Les médias occidentaux et arabes pavent le terrain à l'intervention militaire occidentale contre la Syrie. Le bellicisme affiché ne fait même pas semblant d'attendre le résultat de l'enquête menée sur le terrain par les experts de l'Onu pour déterminer la nature des armes chimiques utilisées et qui en a fait usage. Les Russes continuent de s'opposer avec une grande vigueur verbale au bellicisme occidental mais ils ont fait savoir qu'ils ne mèneront de «guerre» contre personne. Ce n'est pas un feu vert, même si la presse du Golfe le suggère.

Devant la décision annoncée des Occidentaux de frapper la Syrie, Moscou n'a pas une grande marge de manœuvre. Aider le gouvernement syrien est une option, faire la guerre à sa place n'est pas à l'ordre du jour. Mais il est clair que pour Moscou, ce sera, une fois de plus, la preuve que les lois internationales ne comptent pas pour les Occidentaux. Ou alors ils les interprètent à leur guise. La machine de guerre - et de mensonges - des Occidentaux est en marche. Elle ne s'embarrasse pas en effet de la légalité qui est un souci secondaire, pas plus que de celui d'établir la vérité des faits. Cela fait longtemps que le discours impérial énonce la règle que la vérité est ce qu'il décide. On est dans le déjà-vu. Les services de renseignement américains auraient entendu des conversations entre le ministère de la Défense «en panique» et le «chef de l'unité des armes chimiques» après l'attaque présumée. On ajoute le mot panique pour faire «vrai» mais l'armée syrienne serait la seule au monde à parler «en clair» en pleine guerre.
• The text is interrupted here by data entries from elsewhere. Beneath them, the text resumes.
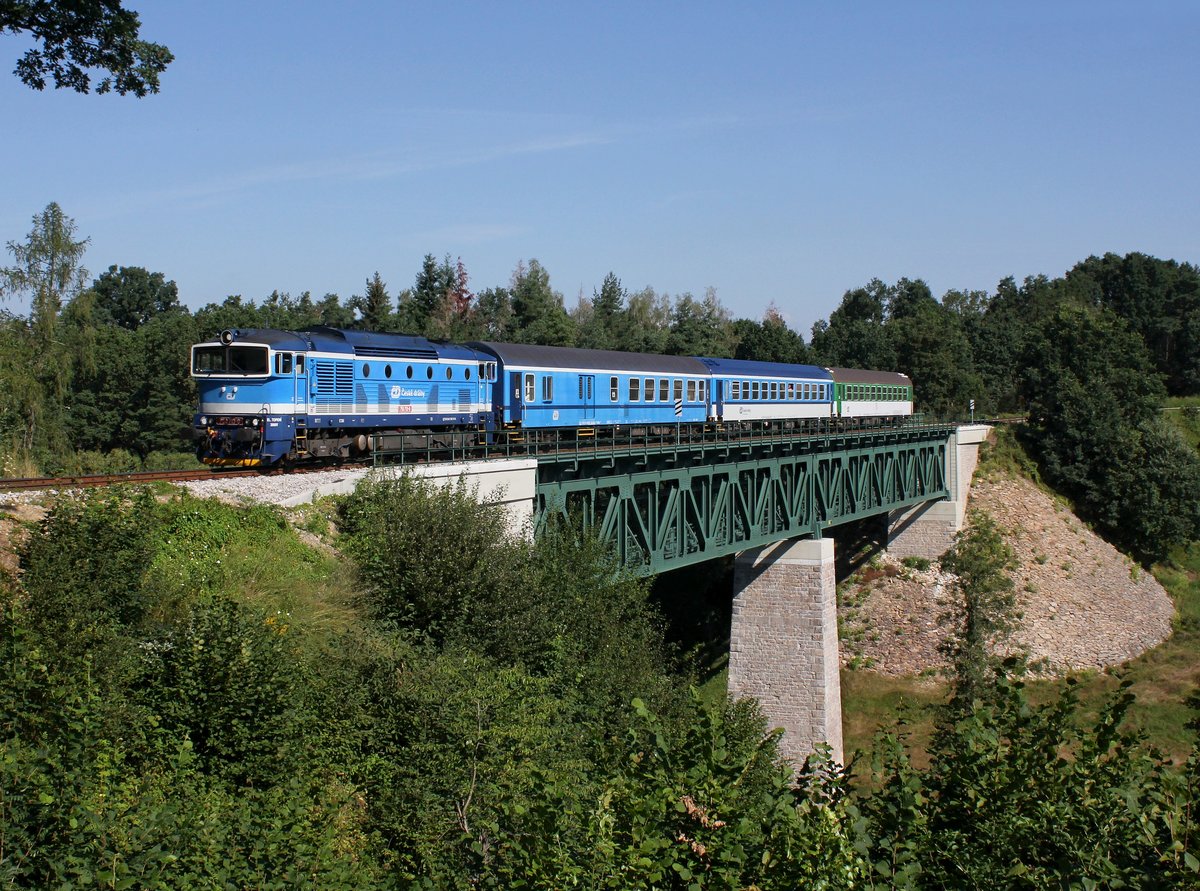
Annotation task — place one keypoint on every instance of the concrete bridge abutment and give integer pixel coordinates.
(928, 530)
(784, 641)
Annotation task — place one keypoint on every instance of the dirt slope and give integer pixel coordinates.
(1084, 604)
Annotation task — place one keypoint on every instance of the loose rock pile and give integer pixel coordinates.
(1084, 604)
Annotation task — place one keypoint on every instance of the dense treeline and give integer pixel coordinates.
(95, 377)
(191, 700)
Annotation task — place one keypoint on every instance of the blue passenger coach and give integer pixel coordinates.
(745, 392)
(267, 395)
(563, 387)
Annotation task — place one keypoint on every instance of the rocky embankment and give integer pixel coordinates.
(1083, 604)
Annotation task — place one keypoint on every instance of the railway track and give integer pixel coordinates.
(106, 479)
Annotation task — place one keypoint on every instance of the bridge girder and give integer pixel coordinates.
(665, 510)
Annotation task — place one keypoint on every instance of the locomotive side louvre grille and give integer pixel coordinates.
(400, 353)
(334, 378)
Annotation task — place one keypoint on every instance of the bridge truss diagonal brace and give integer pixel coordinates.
(669, 516)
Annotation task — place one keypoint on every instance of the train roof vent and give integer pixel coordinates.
(401, 352)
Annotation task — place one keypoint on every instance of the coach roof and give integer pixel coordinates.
(532, 356)
(749, 368)
(891, 378)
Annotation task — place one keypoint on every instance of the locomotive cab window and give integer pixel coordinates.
(229, 360)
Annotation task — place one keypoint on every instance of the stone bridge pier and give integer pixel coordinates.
(784, 635)
(784, 641)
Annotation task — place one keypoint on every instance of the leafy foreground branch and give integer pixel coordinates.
(190, 701)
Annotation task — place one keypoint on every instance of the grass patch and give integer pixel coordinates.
(253, 555)
(871, 701)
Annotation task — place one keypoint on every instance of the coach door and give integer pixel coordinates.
(517, 396)
(300, 383)
(588, 396)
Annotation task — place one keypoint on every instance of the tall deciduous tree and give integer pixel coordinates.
(131, 295)
(600, 330)
(701, 327)
(1093, 423)
(48, 269)
(855, 336)
(81, 35)
(769, 340)
(1159, 299)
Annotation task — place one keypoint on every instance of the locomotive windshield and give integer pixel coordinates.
(229, 360)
Il ne manque plus, écrit un confrère sur Facebook, «qu'à appeler Colin Powel avec sa fiole, et dire merci à la presse embedded». Pourquoi en effet changer de scénario qui marche ? Dans dix ans, ceux qui auront mené la guerre ne seront plus là et la presse occidentale pourra, comme elle le fait aujourd'hui pour l'Irak, concéder que c'était des mensonges. Aujourd'hui, exprimer quelques doutes sur la véracité d'accusations fondées sur des «infos» des services de renseignement appuyées par un matraquage médiatique massif serait le signe qu'on défend Bachar. Même Haytham Manna, opposant au long cours et responsable à l'étranger du Comité de coordination nationale pour le changement démocratique, en est accusé car lui ne voit dans l'affaire des attaques chimiques qu'un «coup monté».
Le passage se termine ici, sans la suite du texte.